Al-Hillal is also cognizant of the emotional weight returning to a public work environment after so long in isolation may carry for some staff. “We might have some feelings. And we might not be able to anticipate what those feelings are,” she says. “Let’s make sure we keep talking to each other about it.”
One thing that is not opening in the foreseeable future is Anansi’s in-house bookstore. “For the time being, as sad as it is to do, we’re keeping it closed, because when the staff do come back in bigger numbers, we feel like we need to maintain it just for staff and not have outside people coming in,” Al-Hillal says. “That’s a whole other level of risk management.”
In the absence of an in-person bookstore experience, Al-Hillal points to Anansi’s revamped website, which she hopes will entice readers to make purchases online while the physical store remains shuttered. “Our new website has so much more functionality in terms of being able to search for things and so many more supporting materials,” she says.

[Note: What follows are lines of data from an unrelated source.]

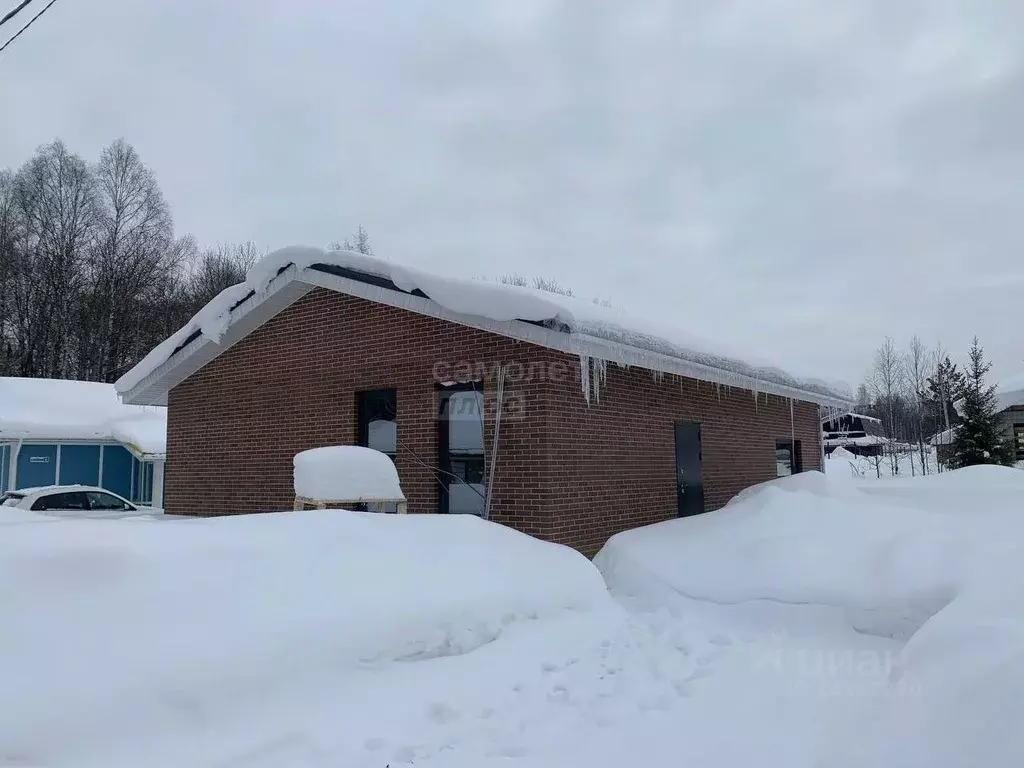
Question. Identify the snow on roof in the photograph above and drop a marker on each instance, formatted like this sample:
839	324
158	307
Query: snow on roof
945	437
65	410
594	332
862	417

The website notwithstanding, Al-Hillal is champing at the bit for the day when Anansi can return to its full, pre-pandemic operations. “I’m so keen to have a community presence again – being back in the office again and being able to open the bookstore. It’s an important place for people to be able to come and feel who we are in person.”
In the meantime, the focus will be getting the fall and winter books to market, including a number of titles that Walsh signed up. Among these are Cobalt: Cradle of the Demon Metals, Birth of a Mining Superpower by Charlie Angus, Die Walking: A Child’s Journey Through Genocide by Obadiah M, and The Swells by Will Aitken. “Those are the sort of books I love to publish,” Walsh says. And though he has been in the driver’s seat for the acquisition, editing, and cover design of these titles, he is fully confident in handing the steering wheel over to the staff who remain now that he has decided to leave. “I have enormous faith in Anansi’s ability to get the word out and to do that wonderful marketing job that they do. I don’t need to be there.”
As he takes a step back from the rigours of publishing, Walsh wants to make it clear that he is not retiring or riding off into the sunset. “I can still work,” he says, in a tone of voice that leaves no room for dissent. That includes his own writing, something he finally has time to turn his attention to. And while his decision to resign from his role as publisher of Anansi was difficult because of his love for the job and the relationships he has with the staff and their authors, he is nonetheless sanguine about the present and what is to come. “Making decisions makes you feel better,” he says. “Periods of indecision are difficult. Making decisions is a lot easier.”